This is the third production (though the first two were staged readings) I have seen by Taffety Punk in recent months that is based on a classical source of some kind (Shakespeare and the Bible, in the first cases).
What did I think? Excellent, enjoyable, and problematic. The play was written to sound explicitly like an English translation of an ancient Greek play, a la Sophocle, Aristophanes, etc. The program notes even said it was written in iambic pentameter (though I remember grasping a line in my head and the beats didn’t quite work out). For me, I would rather the playwright not have tried to write in the style of those great playwrights.
The titular Phaeton, in this case, is a secular, social justice reformer and his father (a disembodied voice, sometimes with the rest of the cast performing interpretative dance to embody him) an imperfect and non-omnipotent God, with a capital G, because the references to the Bible are frequent in the second act, so Apollo is definitely symbolic, representative, or whatever of a theistic, more or less Christian god.
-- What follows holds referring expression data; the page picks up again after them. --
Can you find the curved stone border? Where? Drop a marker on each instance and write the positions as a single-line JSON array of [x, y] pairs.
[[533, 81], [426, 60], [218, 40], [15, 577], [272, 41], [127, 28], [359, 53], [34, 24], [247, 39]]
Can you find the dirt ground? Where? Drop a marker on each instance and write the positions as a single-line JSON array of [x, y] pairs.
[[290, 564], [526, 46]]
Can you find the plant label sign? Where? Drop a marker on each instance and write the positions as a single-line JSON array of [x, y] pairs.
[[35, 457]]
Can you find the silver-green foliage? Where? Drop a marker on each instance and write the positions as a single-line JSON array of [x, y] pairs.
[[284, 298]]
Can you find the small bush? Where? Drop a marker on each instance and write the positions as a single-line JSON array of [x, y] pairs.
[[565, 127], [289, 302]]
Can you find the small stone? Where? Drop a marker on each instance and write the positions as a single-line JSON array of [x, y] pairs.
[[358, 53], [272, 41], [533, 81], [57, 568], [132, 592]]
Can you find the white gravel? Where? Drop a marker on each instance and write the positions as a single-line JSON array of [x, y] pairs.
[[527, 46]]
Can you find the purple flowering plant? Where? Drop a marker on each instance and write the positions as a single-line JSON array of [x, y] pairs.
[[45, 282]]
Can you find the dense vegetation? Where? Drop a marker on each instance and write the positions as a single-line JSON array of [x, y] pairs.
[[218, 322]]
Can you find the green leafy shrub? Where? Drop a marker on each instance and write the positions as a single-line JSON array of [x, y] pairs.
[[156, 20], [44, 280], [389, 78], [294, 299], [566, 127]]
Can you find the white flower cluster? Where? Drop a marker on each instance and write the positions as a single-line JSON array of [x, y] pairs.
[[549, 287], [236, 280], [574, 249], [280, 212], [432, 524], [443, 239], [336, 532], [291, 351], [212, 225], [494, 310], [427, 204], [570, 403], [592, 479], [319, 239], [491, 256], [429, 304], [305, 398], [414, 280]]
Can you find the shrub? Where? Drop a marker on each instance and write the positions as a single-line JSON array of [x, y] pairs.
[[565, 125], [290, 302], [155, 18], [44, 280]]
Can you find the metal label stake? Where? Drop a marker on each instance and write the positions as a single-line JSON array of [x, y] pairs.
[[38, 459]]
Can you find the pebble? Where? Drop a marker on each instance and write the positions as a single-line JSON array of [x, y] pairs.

Lines like (remembering as best I can), ‘You are my only son, with whom I well pleased,’ and phrases like ‘sacramental blood’ (after Phaeton dies) and ‘plagues of locusts’ drive the point him even further. Apollo is a flawed Christian God and Phaeton is his son, the Christ, but a less spiritual and more political messiah (not that Christ wasn’t highly political, because he was, but you get my point, I hope). There’s even a sort of ‘new,’ sacramental act at the end, which, while not physically resembling the Mass, is also referencing the Mass, in that it is reinforcing Phaeton’s Christ-like role.
A few laugh out loud lines in the first act, but I felt that the Greek model straitjacketed the first act and the Christological revisionism made the second act feel too detached from the first.